Jo Griffith and her husband, Troy, spent four years trying to conceive their 2-year-old son. Their journey involved three miscarriages, including one in the second trimester, followed by in-vitro fertilization.
They would like to give their only child a sibling, Jo Griffith, 45, said, and they have five more frozen embryos. But the coronavirus pandemic changed their plans.
“This virus is pretty damn smart,” said Griffith, who recently read about how the coronavirus hijacks living cells. “It’s a messed-up virus.”
Troy Griffith, 43, who is a physician assistant in orthopedic surgery, works in a hospital that has treated patients with Covid-19. He drives to work in a designated car they nicknamed “Covid car.” And when he comes home at night, he showers immediately and stores his clothes in the garage.
For the Griffiths, there are more worries than reassurances right now: worries that there might be another wave of cases, that different strains could develop, or that their future unborn baby could be affected.
Though they are still open to having another child, the couple have decided not to do an embryo transfer anytime soon.
“I don’t want to go through another loss if I can help it,” she said.
Old Bridge, N.J.
The time feels right to give their daughter a sibling.
Amna Husain, a pediatrician, and her husband, Dr.

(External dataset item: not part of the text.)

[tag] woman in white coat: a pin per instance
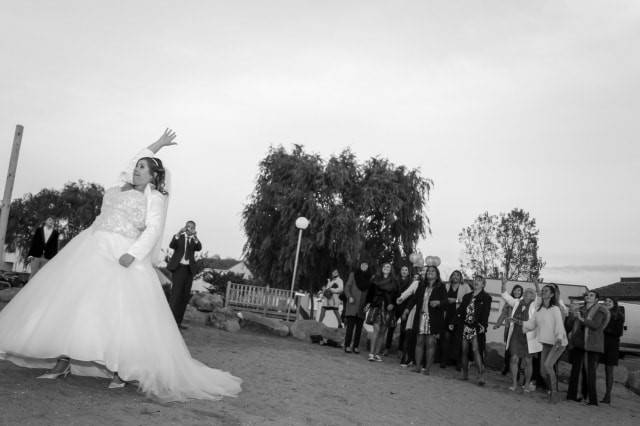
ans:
(520, 345)
(98, 309)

Zain Husain, a dermatologist, had been caught up in the daily hustle, each running a private practice and parenting their 2-year-old daughter. They always knew they wanted more children, but they weren’t sure when would be the right time to try.
Then the pandemic showed up and life slowed down.
“While I’m sitting at home with my daughter a lot more, I really realized how quickly she’s grown up,” Dr. Amna Husain said. “And I was thinking, ‘Wow, I’m not ready to have such a grown-up baby just yet, maybe I should give her a sibling.’”
Still, they had concerns.
Her husband’s practice, their biggest source of income, brought in less money during the quarantine. But it recently reopened and is slowly starting to recover.
“What if a second wave hits in the fall and we have to close down again? That’s going to be another big hit,” he said.
Dr. Husain developed gestational diabetes during her first pregnancy and is worried that she might contract it again, and face a high-risk pregnancy.
“I joked that ‘Am I going crazy that the world’s falling apart outside with a pandemic and here I am thinking of having another baby?’” she said. “But I almost feel like, ‘What better time to do it?’ Because at this time life kind of is on standstill, and I’m at a good point in my practice where I’m not incredibly busy and we can give time to the baby as needed.”
Dr. Husain, 30, and her husband, who is 34, considered waiting a year, or so.
But they want their daughter and her future sibling to be relatively close in age, he said, and they don’t know how long it will take to become pregnant again.
“There’s never going to be a perfect time, and we can’t wait for others to give us the green light,” he said.